Meu coração o místico profeta,
O paladino audaz da desventura,
Que sonha ser um santo e um poeta,
Vai procurar o Paço da Ventura…
Meu coração não chega lá decerto…
Não conhece o caminho nem o trilho,
Nem há memória desse sítio incerto…
Eu tecerei uns sonhos irreais…
Como essa mãe que viu partir o filho,
Como esse filho que não voltou mais!
Florbela Espanca – Trocando olhares – 23/04/1917
Vulcões
Tudo é frio e gelado.
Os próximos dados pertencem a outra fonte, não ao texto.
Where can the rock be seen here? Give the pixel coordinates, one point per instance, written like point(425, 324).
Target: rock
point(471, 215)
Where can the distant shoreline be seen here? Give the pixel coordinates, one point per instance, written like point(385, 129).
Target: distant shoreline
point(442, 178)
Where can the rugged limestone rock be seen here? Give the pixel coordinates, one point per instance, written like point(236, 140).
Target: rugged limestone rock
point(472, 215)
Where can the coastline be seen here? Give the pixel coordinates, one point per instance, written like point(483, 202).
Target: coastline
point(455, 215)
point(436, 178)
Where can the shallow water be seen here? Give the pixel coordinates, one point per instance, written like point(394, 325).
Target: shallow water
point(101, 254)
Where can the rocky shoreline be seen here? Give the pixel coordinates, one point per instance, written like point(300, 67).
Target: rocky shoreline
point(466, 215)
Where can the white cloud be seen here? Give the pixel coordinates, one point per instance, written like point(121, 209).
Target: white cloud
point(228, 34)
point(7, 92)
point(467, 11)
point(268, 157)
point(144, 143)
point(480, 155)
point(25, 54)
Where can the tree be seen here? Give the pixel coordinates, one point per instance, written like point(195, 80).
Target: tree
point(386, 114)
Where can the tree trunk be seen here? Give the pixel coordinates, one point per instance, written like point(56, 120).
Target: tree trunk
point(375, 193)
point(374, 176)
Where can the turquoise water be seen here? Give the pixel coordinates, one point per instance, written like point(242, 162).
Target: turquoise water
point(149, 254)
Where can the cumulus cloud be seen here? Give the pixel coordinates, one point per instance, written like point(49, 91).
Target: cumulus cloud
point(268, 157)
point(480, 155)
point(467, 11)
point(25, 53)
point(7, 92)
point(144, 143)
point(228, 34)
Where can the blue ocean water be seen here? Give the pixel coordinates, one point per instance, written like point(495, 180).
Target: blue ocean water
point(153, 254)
O gume dum punhal
Não tem a lividez sinistra da montanha
Quando a noite a inunda dum manto sem igual
De neve branca e fria onde o luar se banha.
No entanto que fogo, que lavas, a montanha
Oculta no seu seio de lividez fatal!
Tudo é quente lá dentro…e que paixão tamanha
A fria neve envolve em seu vestido ideal!
No gelo da indiferença ocultam-se as paixões
Como no gelo frio do cume da montanha
Se oculta a lava quente do seio dos vulcões…
Assim quando eu te falo alegre, friamente,
Sem um tremor de voz, mal sabes tu que estranha
Paixão palpita e ruge em mim doida e fremente!
Florbela Espanca – Trocando olhares – 04/05/1916
Sonhos
Ter um sonho, um sonho lindo,
Noite branda de luar,
Que se sonhasse a sorrir…
Que se sonhasse a chorar…
Ter um sonho, que nos fosse
A vida, a luz, o alento,
Que a sonhar beijasse doce
A nossa boca… um lamento…
Ser pra nós o guia, o norte,
Na vida o único trilho;
E depois ver vir a morte
Despedaçar esses laços!…
…É pior que ter um filho
Que nos morresse nos braços!
Florbela Espanca – Trocando olhares – 12/08/1916
Noite Trágica
O pavor e a angústia andam dançando…
Um sino grita endechas de poentes…
Na meia-noite d´hoje, soluçando,
Que presságios sinistros e dolentes!…
Tenho medo da noite!… Padre nosso
Que estais no céu… O que minh´alma teme!
Tenho medo da noite!… Que alvoroço
Anda nesta alma enquanto o sino geme!
Jesus! Jesus, que noite imensa e triste!
A quanta dor a nossa dor resiste
Em noite assim que a própria dor parece…
Ó noite imensa, ó noite do Calvário,
Leva contigo envolto no sudário
Da tua dor a dor que me não ´squece!